Frankel W, Potter T A, Rosenberg N, Lenz J, Rajan T V
Proc Natl Acad Sci U S A. 1985 Oct;82(19):6600-4. doi: 10.1073/pnas.82.19.6600.
A clonal murine cell line that is heterozygous at the beta 2-microglobulin locus (B2m) was obtained by Abelson murine leukemia virus (Ab-MuLV) transformation of liver cells from (C57BL/6 X BALB/c) F1 fetuses. To obtain proviral insertional mutants, we superinfected a subclone of these cells, which does not express the env surface protein of the Moloney leukemia virus (Mo-MuLV, the helper virus that was used to transmit the defective Ab-MuLV genome during transformation), with Mo-MuLV. Mutant clones that fail to express the C57BL/6 allele of B2m (B2mb) were then immunoselected by using a monoclonal antibody that specifically recognizes the B2mb gene product and not that of the B2ma allele. Of 22 independent clones obtained, one contains a proviral insertion that is near or in the first exon of the B2mb gene. Surprisingly, the insertion is of the Ab-MuLV genome and not of replication-competent Mo-MuLV. This indicates that superinfection with Mo-MuLV "rescued" the defective Ab-MuLV genome, which then inserted into the B2mb gene. We conclude that when an allele-specific selection procedure exists, proviral insertion is a potential method for obtaining mutations in heterozygous mammalian cells. This approach may thereby provide a method for molecular cloning of such selectable genes, using a retroviral hybridization probe.
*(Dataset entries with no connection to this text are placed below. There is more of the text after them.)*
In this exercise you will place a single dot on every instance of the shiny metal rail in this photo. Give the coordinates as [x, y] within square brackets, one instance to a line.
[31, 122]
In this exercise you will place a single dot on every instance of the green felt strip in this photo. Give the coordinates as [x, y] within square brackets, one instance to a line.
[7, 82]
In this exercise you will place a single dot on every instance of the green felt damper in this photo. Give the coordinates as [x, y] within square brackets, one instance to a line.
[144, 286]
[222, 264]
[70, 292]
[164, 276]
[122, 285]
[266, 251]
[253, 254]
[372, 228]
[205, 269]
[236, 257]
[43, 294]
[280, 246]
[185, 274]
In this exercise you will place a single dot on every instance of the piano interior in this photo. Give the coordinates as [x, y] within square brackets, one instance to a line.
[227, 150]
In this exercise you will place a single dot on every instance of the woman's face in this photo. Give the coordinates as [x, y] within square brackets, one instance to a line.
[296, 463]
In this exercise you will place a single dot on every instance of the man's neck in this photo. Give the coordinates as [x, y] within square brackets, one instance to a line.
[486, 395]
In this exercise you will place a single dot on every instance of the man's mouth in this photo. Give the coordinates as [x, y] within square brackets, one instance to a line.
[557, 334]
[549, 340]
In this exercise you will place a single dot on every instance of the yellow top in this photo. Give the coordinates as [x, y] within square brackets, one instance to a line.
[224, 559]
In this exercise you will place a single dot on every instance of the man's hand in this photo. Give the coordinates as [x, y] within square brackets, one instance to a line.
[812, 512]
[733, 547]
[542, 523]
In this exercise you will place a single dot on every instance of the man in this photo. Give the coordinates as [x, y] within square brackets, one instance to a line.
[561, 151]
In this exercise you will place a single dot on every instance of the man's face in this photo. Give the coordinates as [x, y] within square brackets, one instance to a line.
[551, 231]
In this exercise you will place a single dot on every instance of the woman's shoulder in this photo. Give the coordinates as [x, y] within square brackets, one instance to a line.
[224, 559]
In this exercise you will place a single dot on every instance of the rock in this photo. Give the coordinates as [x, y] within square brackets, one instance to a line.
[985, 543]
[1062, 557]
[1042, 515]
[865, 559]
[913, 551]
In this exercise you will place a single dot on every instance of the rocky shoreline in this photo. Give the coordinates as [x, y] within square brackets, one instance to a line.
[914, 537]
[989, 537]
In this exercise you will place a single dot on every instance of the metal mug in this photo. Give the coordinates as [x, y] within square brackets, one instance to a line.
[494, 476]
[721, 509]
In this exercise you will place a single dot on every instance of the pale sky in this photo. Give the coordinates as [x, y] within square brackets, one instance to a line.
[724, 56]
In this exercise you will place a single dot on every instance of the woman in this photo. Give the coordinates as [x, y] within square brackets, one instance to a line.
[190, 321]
通过用阿贝尔森鼠白血病病毒(Ab-MuLV)转化(C57BL/6×BALB/c)F1胎鼠的肝细胞,获得了一种在β2-微球蛋白基因座(B2m)杂合的克隆小鼠细胞系。为了获得前病毒插入突变体,我们用莫洛尼白血病病毒(Mo-MuLV,在转化过程中用于传递有缺陷的Ab-MuLV基因组的辅助病毒)对这些细胞的一个亚克隆进行了超感染,该亚克隆不表达莫洛尼白血病病毒的env表面蛋白。然后,通过使用一种单克隆抗体进行免疫筛选,该抗体特异性识别B2m的C57BL/6等位基因(B2mb)的基因产物,而不识别B2m的A等位基因(B2ma)的基因产物。在获得的22个独立克隆中,有一个克隆的前病毒插入位于B2mb基因的第一个外显子附近或之中。令人惊讶的是,插入的是Ab-MuLV基因组,而不是具有复制能力的Mo-MuLV基因组。这表明用Mo-MuLV进行超感染“拯救”了有缺陷的Ab-MuLV基因组,然后该基因组插入到了B2mb基因中。我们得出结论,当存在等位基因特异性选择程序时,前病毒插入是在杂合哺乳动物细胞中获得突变的一种潜在方法。因此,这种方法可能提供一种使用逆转录病毒杂交探针分子克隆此类可选择基因的方法。